На дальнем конце стола оставался «Мартини», и Борисыч нацедил фужер. Позже Ната пыталась оценить, сколько же казус с Борисычем занял времени? Выходило: не более трёх минут. Вместе с «Мартини». Гостей у Борисыча было десятка два. Это просто счастье, что в комнату никто не зашёл. «Всё-таки большая квартира у Борисыча. В отличии от члена., »- подумала она. Так вышло, что впервые изменив мужу, Ната испытала не муки совести, а облегчение от того, что удалось выпутаться из сложной ситуации. Вечером, вернувшись домой, она лежала в темноте в постели. Рядом сопел получивший своё и заснувший муж. Она вдыхала знакомый запах его волос, улыбалась и вспоминала вкус спермы у себя во рту. Вдруг ей остро, до спазма в груди захотелось почувствовать его вновь, как будто какой-то нюанс, какая-то нота того вкуса ускользала от неё, а ей – мучительно хотелось вспомнить. Нату бросило в жар. Теперь она была благодарна Борисычу за то томление, которое испытывала сейчас, лёжа в темноте; за те чувства, которые он в ней пробудил и которые она с удивлением в себе обнаруживала. У ней падали гири с ног и отрастали крылья. Она ощутила свою силу и власть над миром. « Бедный Борисыч, - думала она, - никто не вставит ему хуй в рот! Никого не возбудит его обвисший живот и кургузая жопа. Значит, когда мужчины смотрят на меня, в мои глаза, на пушок над верхней губой и родинку на щеке; они хотят вставить мне за эту щёку, они хотят видеть мои губы сосущими их член. Это не сперма из них течёт – любовь и обожание. Ей хотелось моря любви и обожания. Она хотела купаться в этом белом тёплом солоноватом море. Нате захотелось осчастливить их всех, а не одного Сергуню. « Сколько потеряно времени, »- с лёгкой досадой думала она о годах, прожитых с ним. Словно услышав её мысли, Сергуня повернулся на другой бок. Последнее озарение накрыло Нату перед тем, как ей заснуть: «Когда у мужей отрастают рога, они ворочаются во сне.» С того дня Наточка пустилась на поиск новых грёз и ощущений.

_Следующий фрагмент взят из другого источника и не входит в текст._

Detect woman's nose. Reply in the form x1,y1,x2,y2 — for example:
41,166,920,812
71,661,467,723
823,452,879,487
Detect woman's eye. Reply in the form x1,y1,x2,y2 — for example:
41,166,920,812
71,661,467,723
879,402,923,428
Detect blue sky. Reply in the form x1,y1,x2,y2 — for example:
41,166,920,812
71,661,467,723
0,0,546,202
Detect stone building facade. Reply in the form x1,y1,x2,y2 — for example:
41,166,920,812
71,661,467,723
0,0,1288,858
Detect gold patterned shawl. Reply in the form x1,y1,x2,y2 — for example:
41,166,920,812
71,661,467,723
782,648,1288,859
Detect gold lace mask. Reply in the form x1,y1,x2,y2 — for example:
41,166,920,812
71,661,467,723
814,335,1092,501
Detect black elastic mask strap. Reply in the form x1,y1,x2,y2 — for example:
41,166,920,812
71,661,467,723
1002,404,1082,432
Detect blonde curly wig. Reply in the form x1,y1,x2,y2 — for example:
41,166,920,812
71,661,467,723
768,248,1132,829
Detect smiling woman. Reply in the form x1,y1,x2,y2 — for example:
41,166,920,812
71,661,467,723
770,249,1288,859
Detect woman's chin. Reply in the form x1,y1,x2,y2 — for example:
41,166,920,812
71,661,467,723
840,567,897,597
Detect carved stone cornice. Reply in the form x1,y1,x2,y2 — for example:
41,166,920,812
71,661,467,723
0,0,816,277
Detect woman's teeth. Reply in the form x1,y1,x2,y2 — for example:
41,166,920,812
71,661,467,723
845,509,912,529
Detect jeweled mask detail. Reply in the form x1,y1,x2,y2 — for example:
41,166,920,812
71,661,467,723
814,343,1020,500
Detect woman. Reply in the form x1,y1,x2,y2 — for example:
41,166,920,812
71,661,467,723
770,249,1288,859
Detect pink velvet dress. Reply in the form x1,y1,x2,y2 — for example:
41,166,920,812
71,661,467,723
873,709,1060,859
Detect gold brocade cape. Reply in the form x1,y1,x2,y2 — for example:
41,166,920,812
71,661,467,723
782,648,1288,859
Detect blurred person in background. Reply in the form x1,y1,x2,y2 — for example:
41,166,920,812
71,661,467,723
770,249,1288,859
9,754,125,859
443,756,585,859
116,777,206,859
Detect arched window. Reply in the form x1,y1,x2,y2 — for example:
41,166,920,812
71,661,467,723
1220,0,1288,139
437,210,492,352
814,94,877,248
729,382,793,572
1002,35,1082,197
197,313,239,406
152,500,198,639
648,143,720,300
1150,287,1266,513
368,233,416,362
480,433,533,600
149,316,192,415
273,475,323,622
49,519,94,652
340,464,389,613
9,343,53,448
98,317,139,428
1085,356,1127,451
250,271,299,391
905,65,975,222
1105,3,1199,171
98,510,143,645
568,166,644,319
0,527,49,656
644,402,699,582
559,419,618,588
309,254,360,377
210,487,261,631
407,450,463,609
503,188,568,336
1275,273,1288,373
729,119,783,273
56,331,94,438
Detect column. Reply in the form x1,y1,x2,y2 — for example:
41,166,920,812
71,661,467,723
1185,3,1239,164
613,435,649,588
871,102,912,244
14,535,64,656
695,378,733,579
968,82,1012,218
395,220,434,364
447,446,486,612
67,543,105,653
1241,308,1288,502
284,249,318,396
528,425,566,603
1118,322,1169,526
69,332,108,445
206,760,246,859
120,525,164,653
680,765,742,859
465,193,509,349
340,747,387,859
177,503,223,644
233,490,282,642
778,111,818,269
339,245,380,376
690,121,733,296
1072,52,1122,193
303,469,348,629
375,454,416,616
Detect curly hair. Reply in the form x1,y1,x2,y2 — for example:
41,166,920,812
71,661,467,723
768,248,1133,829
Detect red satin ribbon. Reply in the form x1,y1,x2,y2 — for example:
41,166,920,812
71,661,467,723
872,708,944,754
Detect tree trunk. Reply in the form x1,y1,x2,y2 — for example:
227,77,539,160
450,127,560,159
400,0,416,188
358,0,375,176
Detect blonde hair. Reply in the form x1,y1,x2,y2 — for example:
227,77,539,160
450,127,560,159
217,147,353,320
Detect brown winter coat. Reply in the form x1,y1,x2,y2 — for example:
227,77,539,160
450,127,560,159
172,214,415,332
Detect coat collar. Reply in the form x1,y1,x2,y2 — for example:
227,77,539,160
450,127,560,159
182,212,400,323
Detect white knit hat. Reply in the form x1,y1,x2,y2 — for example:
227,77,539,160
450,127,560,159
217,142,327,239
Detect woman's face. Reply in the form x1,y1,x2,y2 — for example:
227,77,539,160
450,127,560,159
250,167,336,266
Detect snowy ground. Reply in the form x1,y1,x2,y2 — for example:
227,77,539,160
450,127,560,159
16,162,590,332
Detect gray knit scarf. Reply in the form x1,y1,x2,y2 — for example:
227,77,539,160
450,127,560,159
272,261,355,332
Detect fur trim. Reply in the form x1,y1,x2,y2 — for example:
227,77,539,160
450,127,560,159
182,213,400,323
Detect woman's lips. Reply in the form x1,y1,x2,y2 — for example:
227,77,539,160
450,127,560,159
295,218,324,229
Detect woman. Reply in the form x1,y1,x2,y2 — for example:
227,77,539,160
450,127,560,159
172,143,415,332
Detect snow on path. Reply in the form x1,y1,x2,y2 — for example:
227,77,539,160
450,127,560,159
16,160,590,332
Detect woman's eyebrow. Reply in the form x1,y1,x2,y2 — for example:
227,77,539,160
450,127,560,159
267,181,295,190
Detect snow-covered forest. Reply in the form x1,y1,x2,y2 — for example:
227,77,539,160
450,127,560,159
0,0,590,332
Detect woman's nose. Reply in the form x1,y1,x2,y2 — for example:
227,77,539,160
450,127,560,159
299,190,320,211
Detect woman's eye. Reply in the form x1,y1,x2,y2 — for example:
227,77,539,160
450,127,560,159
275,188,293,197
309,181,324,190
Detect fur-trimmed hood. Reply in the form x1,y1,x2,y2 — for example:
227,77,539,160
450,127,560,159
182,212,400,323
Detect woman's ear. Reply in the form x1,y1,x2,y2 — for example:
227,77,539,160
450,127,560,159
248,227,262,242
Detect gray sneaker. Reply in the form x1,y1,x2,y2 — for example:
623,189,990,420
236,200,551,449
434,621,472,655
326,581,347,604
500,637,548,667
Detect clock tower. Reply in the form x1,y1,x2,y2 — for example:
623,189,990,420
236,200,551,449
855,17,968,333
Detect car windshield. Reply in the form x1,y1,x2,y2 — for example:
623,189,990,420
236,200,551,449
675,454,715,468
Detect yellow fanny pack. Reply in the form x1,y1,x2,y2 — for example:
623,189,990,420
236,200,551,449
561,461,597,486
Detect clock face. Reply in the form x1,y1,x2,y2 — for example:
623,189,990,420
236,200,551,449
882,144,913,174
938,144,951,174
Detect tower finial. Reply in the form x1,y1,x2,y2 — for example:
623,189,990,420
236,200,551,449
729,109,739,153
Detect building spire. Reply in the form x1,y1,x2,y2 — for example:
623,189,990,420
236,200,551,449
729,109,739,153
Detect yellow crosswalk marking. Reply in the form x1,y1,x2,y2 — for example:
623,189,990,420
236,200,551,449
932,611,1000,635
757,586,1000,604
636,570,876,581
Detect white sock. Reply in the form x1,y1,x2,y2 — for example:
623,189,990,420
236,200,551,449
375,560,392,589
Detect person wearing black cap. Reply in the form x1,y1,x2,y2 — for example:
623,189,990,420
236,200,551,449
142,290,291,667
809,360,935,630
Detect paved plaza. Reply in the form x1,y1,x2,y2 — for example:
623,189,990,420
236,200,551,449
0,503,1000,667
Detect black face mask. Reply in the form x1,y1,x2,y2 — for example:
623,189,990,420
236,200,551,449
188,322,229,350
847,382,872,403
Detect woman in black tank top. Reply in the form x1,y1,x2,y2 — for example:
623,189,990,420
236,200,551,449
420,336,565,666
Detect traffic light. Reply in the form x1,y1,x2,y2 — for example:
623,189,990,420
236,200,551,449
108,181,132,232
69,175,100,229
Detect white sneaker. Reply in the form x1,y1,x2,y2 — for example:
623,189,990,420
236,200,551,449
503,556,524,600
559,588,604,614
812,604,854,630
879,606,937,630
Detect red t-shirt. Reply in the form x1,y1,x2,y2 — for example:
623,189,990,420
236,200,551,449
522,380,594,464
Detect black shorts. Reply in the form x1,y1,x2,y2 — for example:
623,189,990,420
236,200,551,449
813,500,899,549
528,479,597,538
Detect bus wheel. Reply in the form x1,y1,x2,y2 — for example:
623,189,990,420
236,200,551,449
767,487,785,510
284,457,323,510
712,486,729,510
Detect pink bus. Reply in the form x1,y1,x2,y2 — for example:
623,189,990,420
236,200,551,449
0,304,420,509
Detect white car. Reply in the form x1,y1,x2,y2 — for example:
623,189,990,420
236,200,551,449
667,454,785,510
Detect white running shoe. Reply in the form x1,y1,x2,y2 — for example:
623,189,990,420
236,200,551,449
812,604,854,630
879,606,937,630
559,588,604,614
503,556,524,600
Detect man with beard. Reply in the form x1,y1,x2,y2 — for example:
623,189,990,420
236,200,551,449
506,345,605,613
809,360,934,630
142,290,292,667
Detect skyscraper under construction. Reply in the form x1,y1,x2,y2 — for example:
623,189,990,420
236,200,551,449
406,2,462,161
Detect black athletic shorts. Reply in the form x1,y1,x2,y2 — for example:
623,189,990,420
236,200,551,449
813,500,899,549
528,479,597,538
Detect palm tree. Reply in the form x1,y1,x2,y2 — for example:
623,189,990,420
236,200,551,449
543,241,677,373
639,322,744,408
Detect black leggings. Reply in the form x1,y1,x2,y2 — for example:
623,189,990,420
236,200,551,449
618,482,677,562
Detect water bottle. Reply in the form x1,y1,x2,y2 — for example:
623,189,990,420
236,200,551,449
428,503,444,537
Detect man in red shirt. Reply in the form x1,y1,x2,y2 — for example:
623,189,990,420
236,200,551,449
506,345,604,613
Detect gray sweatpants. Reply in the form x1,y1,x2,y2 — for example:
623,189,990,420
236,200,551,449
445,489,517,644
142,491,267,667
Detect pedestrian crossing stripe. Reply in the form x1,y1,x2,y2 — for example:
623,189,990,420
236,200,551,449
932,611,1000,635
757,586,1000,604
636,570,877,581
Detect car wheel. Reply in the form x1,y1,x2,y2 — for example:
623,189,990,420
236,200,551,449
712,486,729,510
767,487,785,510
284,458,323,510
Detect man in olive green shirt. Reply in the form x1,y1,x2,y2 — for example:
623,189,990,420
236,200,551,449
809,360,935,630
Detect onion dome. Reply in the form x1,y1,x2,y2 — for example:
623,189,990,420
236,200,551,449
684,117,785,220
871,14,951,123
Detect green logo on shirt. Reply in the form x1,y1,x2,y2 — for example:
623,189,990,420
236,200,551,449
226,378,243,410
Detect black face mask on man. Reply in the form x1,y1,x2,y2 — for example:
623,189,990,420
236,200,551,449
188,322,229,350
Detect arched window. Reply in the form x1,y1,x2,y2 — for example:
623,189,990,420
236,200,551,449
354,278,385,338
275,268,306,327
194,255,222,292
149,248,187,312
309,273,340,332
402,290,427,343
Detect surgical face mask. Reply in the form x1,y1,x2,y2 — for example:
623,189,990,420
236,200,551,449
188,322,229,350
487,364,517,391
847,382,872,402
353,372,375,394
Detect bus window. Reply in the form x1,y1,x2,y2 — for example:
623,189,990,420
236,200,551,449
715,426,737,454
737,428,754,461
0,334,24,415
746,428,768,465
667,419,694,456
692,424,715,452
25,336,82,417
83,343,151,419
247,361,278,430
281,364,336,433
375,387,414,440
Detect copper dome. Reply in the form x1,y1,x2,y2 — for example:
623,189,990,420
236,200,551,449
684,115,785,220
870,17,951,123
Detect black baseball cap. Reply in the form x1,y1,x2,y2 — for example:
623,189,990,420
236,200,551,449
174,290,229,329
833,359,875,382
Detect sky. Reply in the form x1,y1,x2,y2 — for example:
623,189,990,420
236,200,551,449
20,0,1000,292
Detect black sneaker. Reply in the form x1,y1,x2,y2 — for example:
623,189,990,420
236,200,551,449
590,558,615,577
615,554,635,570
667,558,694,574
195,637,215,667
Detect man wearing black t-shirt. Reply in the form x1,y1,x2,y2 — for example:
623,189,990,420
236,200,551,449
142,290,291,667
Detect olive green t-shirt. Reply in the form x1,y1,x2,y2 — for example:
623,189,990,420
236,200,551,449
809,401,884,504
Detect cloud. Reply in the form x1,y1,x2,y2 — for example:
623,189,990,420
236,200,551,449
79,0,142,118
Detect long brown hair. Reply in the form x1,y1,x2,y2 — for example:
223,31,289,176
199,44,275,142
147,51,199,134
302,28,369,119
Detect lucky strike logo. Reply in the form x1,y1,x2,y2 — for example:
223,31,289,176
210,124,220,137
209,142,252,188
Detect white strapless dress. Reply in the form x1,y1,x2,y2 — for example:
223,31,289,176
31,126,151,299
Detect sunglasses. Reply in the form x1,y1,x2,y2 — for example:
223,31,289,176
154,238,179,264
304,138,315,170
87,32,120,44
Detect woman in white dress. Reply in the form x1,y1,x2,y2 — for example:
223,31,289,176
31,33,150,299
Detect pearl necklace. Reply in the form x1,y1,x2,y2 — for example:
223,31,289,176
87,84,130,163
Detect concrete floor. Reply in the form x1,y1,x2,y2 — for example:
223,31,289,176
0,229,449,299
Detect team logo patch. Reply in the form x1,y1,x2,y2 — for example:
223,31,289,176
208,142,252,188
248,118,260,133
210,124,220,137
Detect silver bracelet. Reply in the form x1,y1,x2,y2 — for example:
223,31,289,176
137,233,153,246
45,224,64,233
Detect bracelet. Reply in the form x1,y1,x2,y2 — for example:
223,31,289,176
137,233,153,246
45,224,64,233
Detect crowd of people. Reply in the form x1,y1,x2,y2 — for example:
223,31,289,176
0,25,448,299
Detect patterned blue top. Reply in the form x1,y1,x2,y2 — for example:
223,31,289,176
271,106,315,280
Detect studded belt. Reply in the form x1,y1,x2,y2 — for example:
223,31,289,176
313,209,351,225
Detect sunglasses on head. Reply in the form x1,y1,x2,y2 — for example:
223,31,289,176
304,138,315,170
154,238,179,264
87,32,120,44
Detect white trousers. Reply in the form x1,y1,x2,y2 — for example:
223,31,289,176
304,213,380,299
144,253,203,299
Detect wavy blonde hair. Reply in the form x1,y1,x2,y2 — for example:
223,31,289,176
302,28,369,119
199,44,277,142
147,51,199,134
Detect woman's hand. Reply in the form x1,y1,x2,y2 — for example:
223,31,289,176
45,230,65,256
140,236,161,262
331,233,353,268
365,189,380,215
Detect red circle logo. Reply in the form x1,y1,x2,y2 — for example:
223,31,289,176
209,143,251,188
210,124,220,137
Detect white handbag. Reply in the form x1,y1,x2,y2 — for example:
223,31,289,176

Между тем, дела у Сергуни шли хуже и хуже, и уж мелькал за окном небольшой чешский городок Жопец. Тренд не ловился. Движуха на рынке присутствовала, но всё как-то не в ту сторону. Стоило ему откупить дно, усреднившись на убытках, как он тут же получал второе дно в подарок. Похоже, он сам убедил себя в том, что рынок не падает, а корректируется. Жаль, рынок об этом не знал. К тому времени, как биржевые индексы легли в боковик и каждый добытый баррель нефти приносил 15 $ убытка, он потерял денег столько, сколько их с Натой родной городок зарабатывал за год. « Хорошо хоть деньги государственные, - утешал его Борисыч, - иначе тебя бы давно за яйца подвесили. Но ты же, Сергуня, понимаешь, что совсем ничьих денег не бывает. Лучшее, что ты можешь сделать – уёбывать из банка нахуй, - срывался под конец Борисыч, - Чтоб я тебя, уёбище, больше здесь не видел! Тоже мне, Жером Кервьель!»
Пиздец, наставший в стране после того, как все заёмные деньги были потрачены, распилены и разворованы, люди, эти самые деньги разворовавшие, предпочитали называть мировым финансовым кризисом. Пошли массовые увольнения. Сергуня понимал: другой работы ему сейчас не найти. Ната пыталась разобраться в своих чувствах к мужу. Был соблазн послать его на хуй со всеми его головняками. Она понимала: назвать любовью её отношение к мужу было бы очень большим преувеличением. Но она его ценила. Представьте: вам покупают в Сексшопе резиновую куклу, которая в меру пьёт, иногда худо-бедно ебёт и к тому же деньги зарабатывает. Вы её будете любить? Вряд ли. Но ценить – будете. Сергунчик был её собственностью, которой она ни с кем не хотела делиться. Она позвонила Борисычу.
— Наточка, вы же знаете, как я вас уважаю, - скулил Борисыч, - но у нас – сокращения.
— Знаю, Борис Борисович. У меня ваше уважение до сих пор колом в горле стоит, - соврала Ната.
Борисыч замолчал.
— Ну, хорошо, - наконец выдавил он, - Ещё раз.
Ната почувствовала, как он весь взмок от возбуждения.
— Борис Борисович, вы не могли бы выражаться яснее ?
— Наточка, ну, куда уж яснее? – зашептал он в трубку, - Я хочу ещё.
— Это я поняла. Я – по поводу Сергуни...
— Да хрен с ним, с твоим Сергуней! Пусть работает. Не томи !
— Я перезвоню, - выдержав долгую паузу, ответила Ната и, улыбнувшись, положила трубку.
Так наша Наточка превратилась в современную деловую женщину.